Barcelona przeżyła chwilę grozy po bandyckim faulu na Leo Messim

FC Barcelona wygrała na wyjeździe 2:1 z Villarreal, wykorzystując potknięcie Realu Madryt. Kibice mogli jednak być przerażeni, widząc faul Manu Triguerosa, który mógł zakończyć się nawet złamaniem nogi Leo Messiego.

FC Barcelona wykorzystała sobotnie potknięcie Realu Madryt z Betisem Sewilla (0:0). Piłkarze Ronalda Koemana pokonali na wyjeździe Villarreal 2:1 i zrównali się punktami z Realem, mając wciąż jeden mecz zaległy do rozegrania. Bohaterem spotkania był Antoine Griezmann, który zdobył obie bramki dla gości, a jedna z nich była prawdziwą ozdobą meczu.

Zobacz wideo Bundesliga. Mainz - Bayern 2:1. Pierwszy gol Lewandowskiego po kontuzji [ELEVEN SPORTS]

Brutalny faul na Leo Messim!

Wcześniej jednak kibice Barcelony mogli przerazić się, widząc faul na Leo Messim. W 65. minucie Argentyńczyk został brutalnie sfaulowany przez Manu Triguerosa. Sędzia nie miał żadnych wątpliwości i wyrzucił piłkarza Villarreal z boiska. I trudno się dziwić - to był atak wyprostowany nogą, który mógł zakończyć się poważną kontuzją lidera FC Barcelony.

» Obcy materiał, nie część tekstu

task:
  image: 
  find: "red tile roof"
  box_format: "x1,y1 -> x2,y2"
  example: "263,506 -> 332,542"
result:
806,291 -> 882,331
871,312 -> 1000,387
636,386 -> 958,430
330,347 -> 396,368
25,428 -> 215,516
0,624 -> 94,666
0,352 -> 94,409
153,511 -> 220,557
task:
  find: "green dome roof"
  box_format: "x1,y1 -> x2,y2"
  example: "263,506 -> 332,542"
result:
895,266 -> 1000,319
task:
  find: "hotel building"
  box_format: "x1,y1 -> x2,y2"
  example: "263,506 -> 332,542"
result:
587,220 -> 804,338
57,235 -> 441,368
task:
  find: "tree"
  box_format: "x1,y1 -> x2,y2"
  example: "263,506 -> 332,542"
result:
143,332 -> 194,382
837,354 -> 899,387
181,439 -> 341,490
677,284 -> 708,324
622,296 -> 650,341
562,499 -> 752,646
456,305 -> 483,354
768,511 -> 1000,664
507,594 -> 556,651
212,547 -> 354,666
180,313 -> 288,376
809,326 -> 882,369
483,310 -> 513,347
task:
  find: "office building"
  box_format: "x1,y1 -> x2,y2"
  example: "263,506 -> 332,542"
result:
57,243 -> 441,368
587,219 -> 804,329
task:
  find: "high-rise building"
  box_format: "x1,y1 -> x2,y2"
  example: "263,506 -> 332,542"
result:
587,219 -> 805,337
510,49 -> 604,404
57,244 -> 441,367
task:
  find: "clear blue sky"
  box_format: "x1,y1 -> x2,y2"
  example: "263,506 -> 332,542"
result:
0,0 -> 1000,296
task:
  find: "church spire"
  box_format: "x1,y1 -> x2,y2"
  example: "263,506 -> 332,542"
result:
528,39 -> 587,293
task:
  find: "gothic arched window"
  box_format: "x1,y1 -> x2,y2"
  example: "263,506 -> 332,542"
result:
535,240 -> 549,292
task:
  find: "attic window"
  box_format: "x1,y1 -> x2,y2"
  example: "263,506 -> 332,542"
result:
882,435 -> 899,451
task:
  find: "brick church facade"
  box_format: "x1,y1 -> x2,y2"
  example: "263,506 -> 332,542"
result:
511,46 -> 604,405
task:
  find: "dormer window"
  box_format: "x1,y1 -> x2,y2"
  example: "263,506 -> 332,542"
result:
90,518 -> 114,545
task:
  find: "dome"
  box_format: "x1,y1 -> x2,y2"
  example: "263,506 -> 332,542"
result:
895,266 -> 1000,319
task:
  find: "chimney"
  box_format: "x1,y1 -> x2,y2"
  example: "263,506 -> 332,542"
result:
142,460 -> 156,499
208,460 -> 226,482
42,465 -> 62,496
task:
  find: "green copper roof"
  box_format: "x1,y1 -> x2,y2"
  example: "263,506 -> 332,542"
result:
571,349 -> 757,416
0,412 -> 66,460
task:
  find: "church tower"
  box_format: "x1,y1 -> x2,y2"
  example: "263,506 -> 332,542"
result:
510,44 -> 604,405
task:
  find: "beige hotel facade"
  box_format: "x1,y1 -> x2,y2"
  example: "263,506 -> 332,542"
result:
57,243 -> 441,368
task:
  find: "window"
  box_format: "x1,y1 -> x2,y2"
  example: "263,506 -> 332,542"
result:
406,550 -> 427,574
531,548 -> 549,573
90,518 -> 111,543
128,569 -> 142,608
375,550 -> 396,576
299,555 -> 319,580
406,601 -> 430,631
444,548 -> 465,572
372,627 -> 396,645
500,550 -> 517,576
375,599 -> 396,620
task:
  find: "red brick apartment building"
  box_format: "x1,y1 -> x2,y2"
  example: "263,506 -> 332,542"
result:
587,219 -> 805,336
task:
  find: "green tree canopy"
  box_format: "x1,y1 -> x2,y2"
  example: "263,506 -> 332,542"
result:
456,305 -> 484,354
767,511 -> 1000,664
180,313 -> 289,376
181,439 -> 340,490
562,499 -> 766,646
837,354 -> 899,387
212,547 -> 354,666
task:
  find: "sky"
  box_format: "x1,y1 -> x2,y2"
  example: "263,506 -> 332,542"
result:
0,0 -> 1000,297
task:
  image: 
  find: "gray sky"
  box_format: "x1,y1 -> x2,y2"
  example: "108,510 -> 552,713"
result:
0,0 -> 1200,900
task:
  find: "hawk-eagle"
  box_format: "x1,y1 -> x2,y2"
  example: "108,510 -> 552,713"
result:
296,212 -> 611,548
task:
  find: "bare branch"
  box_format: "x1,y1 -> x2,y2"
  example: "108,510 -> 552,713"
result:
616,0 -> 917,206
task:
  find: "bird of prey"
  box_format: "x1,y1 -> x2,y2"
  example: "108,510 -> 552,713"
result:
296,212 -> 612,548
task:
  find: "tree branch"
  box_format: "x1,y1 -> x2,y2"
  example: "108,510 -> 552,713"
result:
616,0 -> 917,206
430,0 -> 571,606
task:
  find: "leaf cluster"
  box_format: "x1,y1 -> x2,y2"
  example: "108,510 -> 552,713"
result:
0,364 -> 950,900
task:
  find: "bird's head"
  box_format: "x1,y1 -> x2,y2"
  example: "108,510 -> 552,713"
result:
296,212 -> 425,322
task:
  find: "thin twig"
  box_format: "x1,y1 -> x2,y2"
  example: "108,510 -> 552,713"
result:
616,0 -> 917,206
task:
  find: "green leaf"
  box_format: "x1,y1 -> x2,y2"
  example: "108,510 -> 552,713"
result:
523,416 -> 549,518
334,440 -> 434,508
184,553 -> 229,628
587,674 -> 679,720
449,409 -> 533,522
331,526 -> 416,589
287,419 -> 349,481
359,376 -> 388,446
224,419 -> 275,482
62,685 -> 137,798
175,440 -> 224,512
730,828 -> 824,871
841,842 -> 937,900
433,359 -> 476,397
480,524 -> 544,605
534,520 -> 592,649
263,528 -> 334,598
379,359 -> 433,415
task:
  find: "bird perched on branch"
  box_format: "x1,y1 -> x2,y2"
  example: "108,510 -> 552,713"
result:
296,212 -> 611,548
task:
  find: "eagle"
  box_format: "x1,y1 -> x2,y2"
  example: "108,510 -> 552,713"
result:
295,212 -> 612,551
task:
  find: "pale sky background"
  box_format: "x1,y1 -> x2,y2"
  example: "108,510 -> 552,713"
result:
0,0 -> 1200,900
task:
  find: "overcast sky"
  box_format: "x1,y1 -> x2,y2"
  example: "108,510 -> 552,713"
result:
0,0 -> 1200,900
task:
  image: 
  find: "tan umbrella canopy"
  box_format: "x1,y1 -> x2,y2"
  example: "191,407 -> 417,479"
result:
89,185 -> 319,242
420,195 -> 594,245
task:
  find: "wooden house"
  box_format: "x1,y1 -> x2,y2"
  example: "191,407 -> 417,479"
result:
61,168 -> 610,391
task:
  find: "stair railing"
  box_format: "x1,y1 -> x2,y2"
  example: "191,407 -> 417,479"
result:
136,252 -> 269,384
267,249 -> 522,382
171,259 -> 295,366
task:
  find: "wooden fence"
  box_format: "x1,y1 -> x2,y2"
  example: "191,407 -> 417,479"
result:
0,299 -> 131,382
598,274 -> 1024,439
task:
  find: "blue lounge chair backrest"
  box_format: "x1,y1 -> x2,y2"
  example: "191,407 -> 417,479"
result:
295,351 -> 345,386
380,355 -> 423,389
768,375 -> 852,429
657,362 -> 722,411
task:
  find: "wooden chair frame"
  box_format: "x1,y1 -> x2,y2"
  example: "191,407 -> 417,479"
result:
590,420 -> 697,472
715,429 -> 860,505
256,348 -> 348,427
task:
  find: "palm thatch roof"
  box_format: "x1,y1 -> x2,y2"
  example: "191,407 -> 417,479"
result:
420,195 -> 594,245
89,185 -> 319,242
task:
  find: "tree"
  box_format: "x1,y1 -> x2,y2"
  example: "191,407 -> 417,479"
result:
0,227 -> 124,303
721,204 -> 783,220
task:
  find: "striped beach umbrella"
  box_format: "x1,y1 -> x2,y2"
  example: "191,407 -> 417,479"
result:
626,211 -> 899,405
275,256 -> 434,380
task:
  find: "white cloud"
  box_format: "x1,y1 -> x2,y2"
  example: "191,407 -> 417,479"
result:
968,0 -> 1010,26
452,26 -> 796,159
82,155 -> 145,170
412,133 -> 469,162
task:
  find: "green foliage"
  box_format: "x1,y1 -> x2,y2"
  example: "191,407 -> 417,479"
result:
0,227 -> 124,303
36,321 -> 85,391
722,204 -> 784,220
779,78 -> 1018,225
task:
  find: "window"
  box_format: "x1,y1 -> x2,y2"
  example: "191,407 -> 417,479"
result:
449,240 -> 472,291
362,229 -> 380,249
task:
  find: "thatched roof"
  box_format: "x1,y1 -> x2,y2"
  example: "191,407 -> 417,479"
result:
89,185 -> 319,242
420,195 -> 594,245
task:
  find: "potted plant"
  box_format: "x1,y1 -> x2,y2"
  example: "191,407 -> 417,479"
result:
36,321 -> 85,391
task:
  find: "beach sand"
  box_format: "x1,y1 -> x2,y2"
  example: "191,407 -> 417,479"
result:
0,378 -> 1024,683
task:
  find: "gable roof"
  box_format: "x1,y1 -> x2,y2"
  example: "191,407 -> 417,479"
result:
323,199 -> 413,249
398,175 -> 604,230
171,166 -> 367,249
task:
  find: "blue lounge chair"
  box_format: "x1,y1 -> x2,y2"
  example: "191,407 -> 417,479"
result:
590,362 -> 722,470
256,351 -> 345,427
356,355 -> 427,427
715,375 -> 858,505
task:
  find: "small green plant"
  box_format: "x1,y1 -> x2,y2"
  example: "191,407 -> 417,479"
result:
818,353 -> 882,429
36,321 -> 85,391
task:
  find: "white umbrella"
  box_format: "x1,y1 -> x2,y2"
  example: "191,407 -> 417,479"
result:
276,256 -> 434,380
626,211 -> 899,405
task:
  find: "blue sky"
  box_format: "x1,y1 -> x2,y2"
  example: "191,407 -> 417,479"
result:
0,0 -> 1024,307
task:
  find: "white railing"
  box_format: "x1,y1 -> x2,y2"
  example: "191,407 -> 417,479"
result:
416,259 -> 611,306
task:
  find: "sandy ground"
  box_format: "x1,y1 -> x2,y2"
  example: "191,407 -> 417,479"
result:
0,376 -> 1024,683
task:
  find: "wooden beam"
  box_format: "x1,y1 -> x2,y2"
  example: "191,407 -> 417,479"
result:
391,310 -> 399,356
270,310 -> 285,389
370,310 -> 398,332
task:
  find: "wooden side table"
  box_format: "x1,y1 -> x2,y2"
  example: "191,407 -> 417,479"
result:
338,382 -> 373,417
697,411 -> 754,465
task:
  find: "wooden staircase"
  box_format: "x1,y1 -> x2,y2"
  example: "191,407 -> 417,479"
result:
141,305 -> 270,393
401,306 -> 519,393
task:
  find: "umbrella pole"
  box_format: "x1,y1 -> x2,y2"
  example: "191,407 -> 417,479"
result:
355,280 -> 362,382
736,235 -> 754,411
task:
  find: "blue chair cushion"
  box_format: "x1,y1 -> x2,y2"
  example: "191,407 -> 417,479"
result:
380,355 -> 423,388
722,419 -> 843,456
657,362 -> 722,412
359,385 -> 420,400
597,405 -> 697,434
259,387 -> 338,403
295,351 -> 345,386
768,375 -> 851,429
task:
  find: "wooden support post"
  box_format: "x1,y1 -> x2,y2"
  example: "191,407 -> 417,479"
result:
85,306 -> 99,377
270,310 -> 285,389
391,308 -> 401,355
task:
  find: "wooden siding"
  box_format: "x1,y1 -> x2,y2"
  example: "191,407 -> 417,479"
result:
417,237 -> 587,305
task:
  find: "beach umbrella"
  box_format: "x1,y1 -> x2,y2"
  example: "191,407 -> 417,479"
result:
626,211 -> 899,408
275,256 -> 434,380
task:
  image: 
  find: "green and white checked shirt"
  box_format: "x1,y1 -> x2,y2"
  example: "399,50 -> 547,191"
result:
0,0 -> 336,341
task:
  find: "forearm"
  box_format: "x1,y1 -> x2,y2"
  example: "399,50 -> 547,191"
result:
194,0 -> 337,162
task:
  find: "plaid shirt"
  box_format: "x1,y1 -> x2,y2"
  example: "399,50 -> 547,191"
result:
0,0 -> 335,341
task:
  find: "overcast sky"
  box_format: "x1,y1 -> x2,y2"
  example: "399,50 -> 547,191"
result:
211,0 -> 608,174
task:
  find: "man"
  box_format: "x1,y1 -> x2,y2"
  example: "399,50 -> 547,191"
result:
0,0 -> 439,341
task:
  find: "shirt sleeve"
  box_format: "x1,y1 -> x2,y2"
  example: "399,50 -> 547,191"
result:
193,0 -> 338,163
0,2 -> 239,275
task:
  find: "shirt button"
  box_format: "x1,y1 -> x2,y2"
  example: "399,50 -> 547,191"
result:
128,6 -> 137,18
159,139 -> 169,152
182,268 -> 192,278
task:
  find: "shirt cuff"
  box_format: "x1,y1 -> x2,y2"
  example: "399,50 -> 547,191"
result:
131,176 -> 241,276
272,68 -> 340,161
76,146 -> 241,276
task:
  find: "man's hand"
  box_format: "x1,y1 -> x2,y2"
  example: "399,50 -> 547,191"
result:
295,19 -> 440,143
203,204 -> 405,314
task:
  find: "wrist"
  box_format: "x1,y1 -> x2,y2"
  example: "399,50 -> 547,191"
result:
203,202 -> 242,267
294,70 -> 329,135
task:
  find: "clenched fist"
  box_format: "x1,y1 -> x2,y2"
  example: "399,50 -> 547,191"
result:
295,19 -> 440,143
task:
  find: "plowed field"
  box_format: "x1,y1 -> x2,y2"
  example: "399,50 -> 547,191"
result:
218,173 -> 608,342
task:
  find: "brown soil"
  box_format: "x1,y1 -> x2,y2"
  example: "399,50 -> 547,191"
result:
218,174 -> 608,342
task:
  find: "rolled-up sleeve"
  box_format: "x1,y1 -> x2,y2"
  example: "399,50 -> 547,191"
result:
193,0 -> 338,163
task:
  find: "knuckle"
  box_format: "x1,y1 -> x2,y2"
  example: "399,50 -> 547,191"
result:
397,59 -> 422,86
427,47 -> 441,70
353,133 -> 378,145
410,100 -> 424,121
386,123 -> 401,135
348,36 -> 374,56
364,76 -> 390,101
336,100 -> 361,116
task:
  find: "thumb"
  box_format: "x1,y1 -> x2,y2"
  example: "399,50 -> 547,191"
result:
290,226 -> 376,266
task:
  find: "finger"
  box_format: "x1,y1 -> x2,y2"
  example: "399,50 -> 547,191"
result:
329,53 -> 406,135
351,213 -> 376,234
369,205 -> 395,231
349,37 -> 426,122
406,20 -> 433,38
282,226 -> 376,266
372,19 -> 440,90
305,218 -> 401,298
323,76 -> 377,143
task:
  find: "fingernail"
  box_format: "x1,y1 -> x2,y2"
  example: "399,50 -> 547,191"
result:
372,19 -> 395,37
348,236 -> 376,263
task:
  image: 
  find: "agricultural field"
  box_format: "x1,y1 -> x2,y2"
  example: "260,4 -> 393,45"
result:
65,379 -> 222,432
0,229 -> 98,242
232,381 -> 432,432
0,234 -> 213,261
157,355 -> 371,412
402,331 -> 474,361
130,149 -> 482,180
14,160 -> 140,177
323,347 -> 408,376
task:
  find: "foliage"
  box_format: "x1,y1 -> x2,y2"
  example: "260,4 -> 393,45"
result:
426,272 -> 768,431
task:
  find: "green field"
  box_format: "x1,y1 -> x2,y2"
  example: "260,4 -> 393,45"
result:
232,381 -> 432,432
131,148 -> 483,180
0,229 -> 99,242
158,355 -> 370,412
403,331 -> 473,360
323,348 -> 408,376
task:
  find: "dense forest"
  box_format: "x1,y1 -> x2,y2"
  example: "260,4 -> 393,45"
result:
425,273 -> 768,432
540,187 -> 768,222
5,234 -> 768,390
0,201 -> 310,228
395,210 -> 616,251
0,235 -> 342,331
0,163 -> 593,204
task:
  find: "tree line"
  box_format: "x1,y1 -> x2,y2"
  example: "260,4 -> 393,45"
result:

Na szczęście dla Ronalda Koemana, Messiemu ostatecznie nic się nie stało i po interwencji medycznej wrócił do gry. Kibice widząc jednak faul na Argentyńczyku, nie mogli wyjść z podziwu, jakim cudem Messi był w stanie kontynuować grę po takim faulu. "Prawie złamał nogę Messiemu", "jakim cudem Messi mógł kontynuować grę po czymś takim" - to tylko kilka wpisów, które pojawiły się na Twitterze po ataku na Argentyńczyka.